Efficient implementation of ADER discontinuous Galerkin schemes for a scalable hyperbolic PDE engine

TL;DR

This paper presents a highly efficient implementation of ADER-DG schemes optimized for modern supercomputers, enabling large-scale simulations of complex hyperbolic PDE systems with excellent scalability and performance.

Contribution

The paper introduces a scalable, communication-avoiding ADER-DG implementation suitable for exascale computing, demonstrating large-scale hyperbolic PDE simulations.

Findings

Achieved strong scaling up to 180,000 CPU cores.

Performed the largest high-order ADER-DG runs for nonlinear hyperbolic PDEs.

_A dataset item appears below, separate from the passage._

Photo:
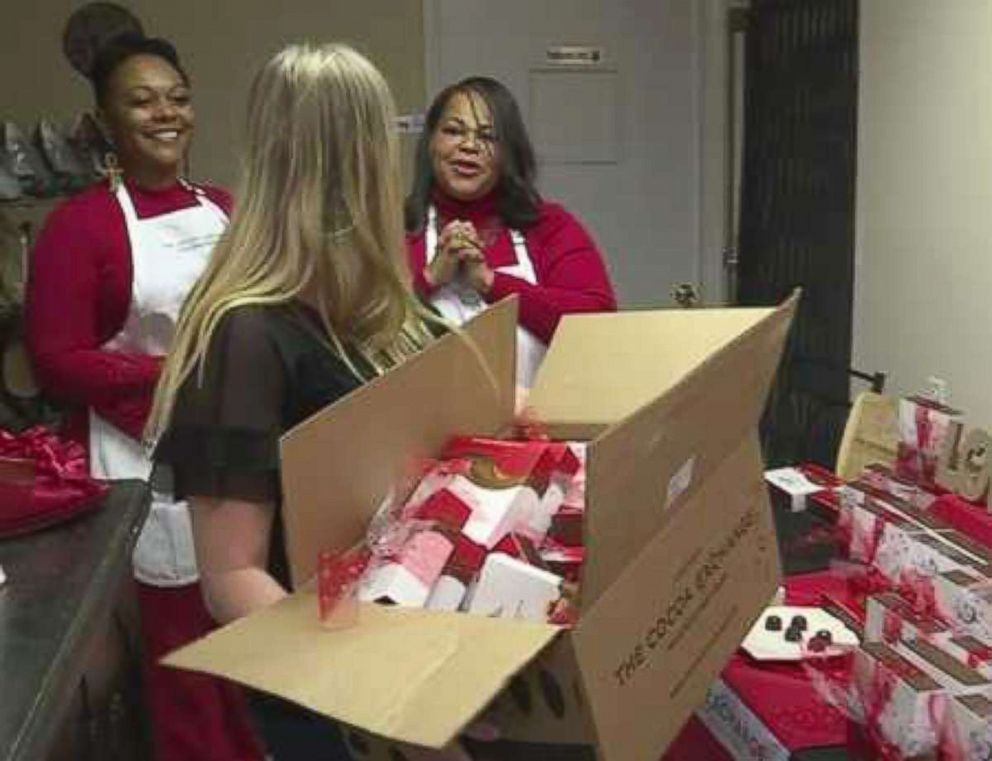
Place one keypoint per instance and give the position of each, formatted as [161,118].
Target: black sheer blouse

Provided performance comparison with Runge-Kutta DG schemes.

Abstract

In this paper we discuss a new and very efficient implementation of high order accurate ADER discontinuous Galerkin (ADER-DG) finite element schemes on modern massively parallel supercomputers. The numerical methods apply to a very broad class of nonlinear systems of hyperbolic partial differential equations. ADER-DG schemes are by construction communication avoiding and cache blocking and are furthermore very well-suited for vectorization, so that they appear to be a good candidate for the future generation of exascale supercomputers. We introduce the numerical algorithm and show some applications to a set of hyperbolic equations with increasing level of complexity, ranging from the compressible Euler equations over the equations of linear elasticity and the unified Godunov-Peshkov-Romenski (GPR) model of continuum mechanics to general relativistic magnetohydrodynamics (GRMHD) and the Einstein field equations of general relativity. We present strong scaling results of the new ADER-DG schemes up to 180,000 CPU cores. To our knowledge, these are the largest runs ever carried out with high order ADER-DG schemes for nonlinear hyperbolic PDE systems. We also provide a detailed performance comparison with traditional Runge-Kutta DG schemes.